The key advantage of calibration curves is that they show goodness of fit in an
absolute sense. That is, they answer the question “Is this model good?”. This is
more useful than the usual model checking statistics, that instead answer the
question “Is model A better than model B?”. In the latter case, maybe model A is
better than B, but model A still may well be just a bad model.^{2}

Let’s get started with some data, and a model:

```
set.seed(124)
library(ggplot2); theme_set(theme_bw(base_size = 14))
dat <- lme4::InstEval
dat <- dat[sample(nrow(dat), 1000), ]
fit <- glm(y > 3 ~ studage + lectage + service + dept, binomial, dat)
```

The `InstEval`

dataset is a collection of instructor evaluation scores from ETH
Zurich. The point of the model is to predict whether an instructor will be given
a score greater than 3 by her students. The covariates chosen are student age,
instructor age, service, and department. There are other variables in the data,
and the reader can investigate by issuing `?InstEval`

.

The summary table is large, so I will omit it from the output.

It’s always good to check the model before we make inferences. This is an effective strategy that prevents \(p\)-hacking, but still gives us a chance to find a good model without poisoning conclusions.

Here is the code to draw the calibration curve:

We require a data frame with just the predictions and observed 0s and 1s.

```
pdat <- with(dat, data.frame(y = ifelse(y > 3, 1, 0),
prob = predict(fit, type = "response")))
```

```
ggplot(pdat, aes(prob, y)) +
geom_point(shape = 21, size = 2) +
geom_abline(slope = 1, intercept = 0) +
geom_smooth(method = stats::loess, se = FALSE) +
scale_x_continuous(breaks = seq(0, 1, 0.1)) +
scale_y_continuous(breaks = seq(0, 1, 0.1)) +
xlab("Estimated Prob.") +
ylab("Data w/ Empirical Prob.") +
ggtitle("Logistic Regression Calibration Plot")
```

`## `geom_smooth()` using formula 'y ~ x'`

Recall that if the blue smooth is close to a diagonal, then the model is
internally calibrated to the data^{3}. In the case
of this model, we actually see pretty good agreement between data and estimate
across the range of possible predictions.

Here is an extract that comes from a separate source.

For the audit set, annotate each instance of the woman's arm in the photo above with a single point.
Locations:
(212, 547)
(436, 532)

Calibration curves can be further extended to estimate *out of sample*
calibration via a bootstrapping procedure. This is even better, but we might
most easily use the `rms`

library to do this.

```
library(rms)
refit <- lrm(y > 3 ~ studage + lectage + service + dept, dat, x = TRUE, y = TRUE)
plot(calibrate(refit, B = 400))
```

```
##
## n=1000 Mean absolute error=0.031 Mean squared error=0.00131
## 0.9 Quantile of absolute error=0.053
```

The `calibrate`

function from `rms`

graphs both internal and external
calibration. Our estimate of internal calibration above closely matches what is
shown using `calibrate`

, but the external (aka bias corrected) measure shows
that the model may not be suitable for predicting on new data.